Tail fins add weight and no volume obviously. The drag part is probably minimal.
Aerodynamics for mpgs is not that much of a thing any more really, but weight is. Cars are all pretty aerodynamic now, 0.30 is common.
Cleaning up the underside of the car is important, as well as keeping air out from underneath. And since a lot of cars can exceed 140 mph today, there is emphasis on downforce at speed which causes drag.
The Pinto and Vega weren't crappy general designs but their execution was awful. Car makers discovered you don't save much money just by making a car smaller, you still have the labor costs, all you save is on some steel and glass. Had they made those cars basically smaller versions of larger cars in effect they would have cost nearly as much.
Then they discovered that making a car smaller didn't always mean a lot better mpgs in the real world. My first wife brought a Chevy Chevette with her, a new one, and it was hard pressed to get 26 mpg highway. It was an automatic, and horrible.It had the two barrel carb on it. That was a bad car, rear wheel drive, and not much room.
The Pinto and Vega made an interesting study in contrasts.
The Pinto was like a small version of a big, standard car. Cast-iron straight-4 (rather than V-8), smaller transmission, the same layout in just about every way, but smaller. My sister had a Pinto wagon with wood-grain vinyl on the sides. "Pinto Squire," I think it was called. She loved it, and it drove pretty well. IMO, the only thing wrong with the Pinto was the unsafe mounting of the gas tank. Of course, that was a very serious flaw which Ford could have fixed rather than deciding that it was cheaper just the pay the damages in the inevitable lawsuits.
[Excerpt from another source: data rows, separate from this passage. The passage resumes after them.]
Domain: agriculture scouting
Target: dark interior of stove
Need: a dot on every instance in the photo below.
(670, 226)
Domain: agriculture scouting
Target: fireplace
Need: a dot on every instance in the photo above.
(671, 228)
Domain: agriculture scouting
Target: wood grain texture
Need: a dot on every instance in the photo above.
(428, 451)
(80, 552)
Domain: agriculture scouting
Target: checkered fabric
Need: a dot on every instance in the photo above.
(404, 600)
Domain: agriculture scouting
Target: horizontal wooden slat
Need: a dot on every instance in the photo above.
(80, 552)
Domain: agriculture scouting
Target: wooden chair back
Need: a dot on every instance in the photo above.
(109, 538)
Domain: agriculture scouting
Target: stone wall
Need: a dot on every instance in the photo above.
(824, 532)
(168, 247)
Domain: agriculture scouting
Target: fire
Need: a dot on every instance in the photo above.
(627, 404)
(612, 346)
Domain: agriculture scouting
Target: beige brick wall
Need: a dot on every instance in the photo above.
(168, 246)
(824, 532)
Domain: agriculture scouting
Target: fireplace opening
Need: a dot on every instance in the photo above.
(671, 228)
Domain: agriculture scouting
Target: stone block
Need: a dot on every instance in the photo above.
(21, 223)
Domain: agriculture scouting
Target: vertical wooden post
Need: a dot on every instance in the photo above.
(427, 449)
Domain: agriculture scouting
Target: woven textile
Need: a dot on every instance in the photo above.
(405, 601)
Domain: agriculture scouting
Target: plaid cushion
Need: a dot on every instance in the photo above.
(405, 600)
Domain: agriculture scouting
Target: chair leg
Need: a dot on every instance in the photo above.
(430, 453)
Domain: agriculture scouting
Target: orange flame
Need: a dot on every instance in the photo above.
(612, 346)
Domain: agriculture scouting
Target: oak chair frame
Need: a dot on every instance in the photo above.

The Vega was an attempt to really make something new. Aluminum-block engine, rack-and-pinion steering, some performance aspirations. And it was a piece of crap. The aluminum-block engine, oddly, had a cast-iron head. It was a very fragile engine, overheated, sprang leaks, etc. It was later replaced with a cast-iron engine. Chevy had a rep back then of letting their customers do the development work, so that by about the 3rd (and often final) year of a body style, everything would work pretty well. That didn't work with the Vega. By the time it got sorted out, its image was fatally damaged.
The was a high-performance Vega, the Cosworth Vega, introduced in 1975, the 6th year of production. It was too little, too late.